Viel vorgenommen haben sich die 20 Schüler der 4c – sie wollen zusammen mit ihrem Klassenlehrer Alexander Pfeifle eine eigene Schülerzeitung erstellen. Dazu haben sie erst einmal viele Fragen an den Fachmann: vom Allgemeinen bis zu detaillierten Fragen zu ihrem Projekt. Sie wollen wissen, wie eine Zeitung aufgebaut ist, was ein Redakteur verdiene, warum es denn nicht jeden Tag Seiten für Kinder gebe, aber auch, was ganz wichtig sei oder wie ein Foto gemacht wird. „Wichtig ist, auf den Fotos immer nett auszusehen“, weiß der zehnjährige Marcel.
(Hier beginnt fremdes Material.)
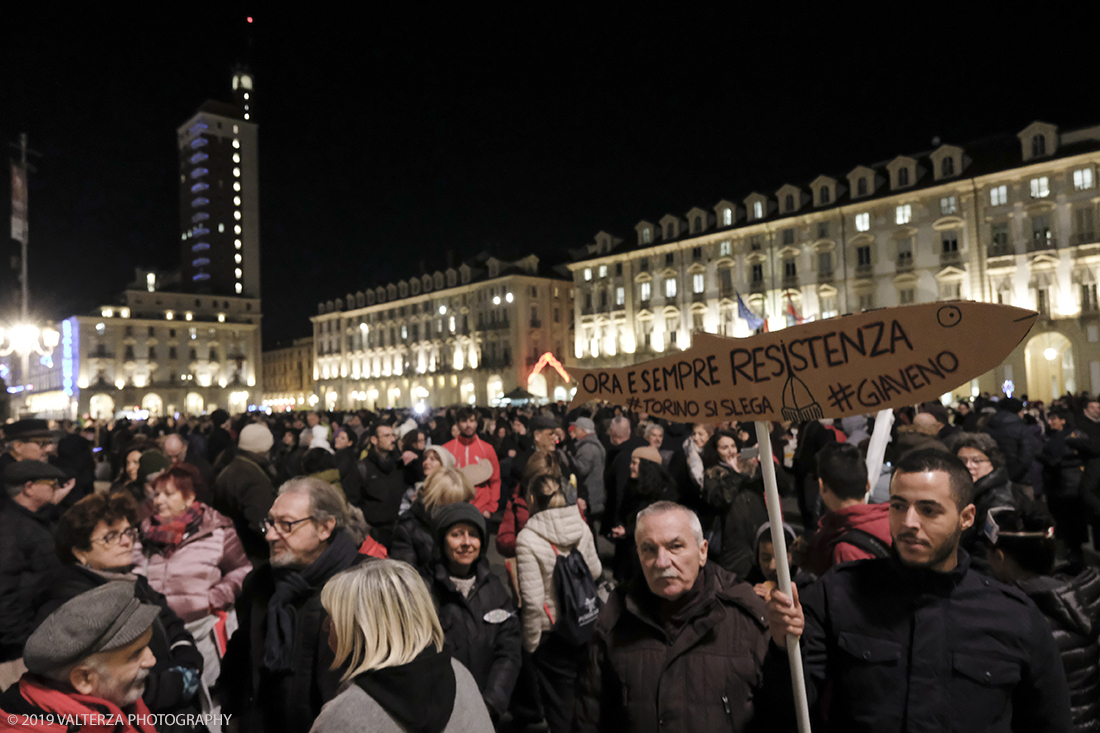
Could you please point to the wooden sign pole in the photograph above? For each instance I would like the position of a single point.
(779, 547)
Cheyenne kann sich nicht vorstellen, wie ein Interview geführt wird. Was sie denn überhaupt fragen solle oder wie sie sich vorbereiten könne, will sie wissen. „Es ist wichtig zu wissen, was man fragen will und mit weiteren Fragen das Gespräch zu steuern“, erklärt Redakteur Sascha Saueressig.
„Und was mache ich, wenn mein Gegenüber mir nichts erzählen will“, fragt der zehnjährige Fabian. Die Antwort: Höflich bleiben, offene Fragen stellen – und wenn er gar nichts sagt, jemand anderen fragen.
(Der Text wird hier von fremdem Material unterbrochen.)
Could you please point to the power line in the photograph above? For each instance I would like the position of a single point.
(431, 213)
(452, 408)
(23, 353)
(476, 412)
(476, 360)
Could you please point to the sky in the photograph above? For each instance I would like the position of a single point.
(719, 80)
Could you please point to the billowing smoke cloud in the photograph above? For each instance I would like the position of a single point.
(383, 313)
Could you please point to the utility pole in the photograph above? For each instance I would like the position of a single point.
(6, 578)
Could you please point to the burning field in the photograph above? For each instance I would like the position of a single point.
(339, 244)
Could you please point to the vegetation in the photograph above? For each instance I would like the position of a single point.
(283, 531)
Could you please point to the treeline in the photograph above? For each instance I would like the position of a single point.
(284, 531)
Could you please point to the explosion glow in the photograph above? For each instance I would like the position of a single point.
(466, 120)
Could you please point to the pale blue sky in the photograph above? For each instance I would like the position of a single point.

Ideen haben die Viertklässler einige. Ein Comic, Rätsel, Sportnachrichten, eine Umfrage zur Schule oder auch die Vorstellung ihrer Lehrer können sie sich als Themen vorstellen. „Sollen wir alle Lehrer vorstellen“, will der zehnjährige Fabian wissen. Interessiert schauen die Kinder nach vorne. Abhängig vom Platz in der Zeitung müssten Schwerpunkte gesetzt werden, hören die Schüler als Antwort. Entscheidend sei, was ihre Mitschüler lesen wollten, sagt der Redakteur.
Und dass es Einiges gibt, was in einer Zeitung kindgerecht und interessant ist, haben die Schüler schon untersucht. Auf vier DIN A 3 Pappkartons haben sie die ausgeschnittenen Artikel der Zeitung sortiert nach Wichtigkeit platziert. Der zehnjährige Fabian erläutert den beiden Mädchen, die am Vortag gefehlt haben, die vier Farben: von Schwarz, was bedeutet, dass die Texte die Viertklässler nicht interessiert, über Gelb für kaum gelesen, zu Grün, um ein interessantes Thema zu markieren, bis zu den Topthemen auf dem roten Plakat.
Vor allem Sport, aber auch Comics und Berichte aus dem Kirner Lokalteil interessieren die Jungs und Mädchen. „Wir haben auf jede Geschichte auf der Rückseite geschrieben, warum wir sie so eingeordnet haben“, sagt der Zehnjährige und zeigt auf einen reinen Textbeitrag über die Jobsituation in Mainz. Auf der Rückseite steht zu lesen, dass der Artikel nicht „so spannend“ sei, da alles „so schwarz“ ist.
Auch über die künstlerische Gestaltung einer Schülerzeitung haben sich die 20 Kinder schon Gedanken gemacht. Ein Kätzchen, das an einer Flasche nuckelt, bringt Marcel auf die Idee: „Immer diese Milch – ich will Fleisch, ich bin ein Raubtier“. Marcel hat in seinem Berichtsheft Dutzende von Fotos und Köpfen aus Artikeln ausgeschnitten und sich lustige Bildunterschriften ausgedacht – Ideen und Vorschläge, die die Viertklässler nun in den kommenden drei Wochen sammeln wollen, um ihre eigene Zeitung zu erstellen.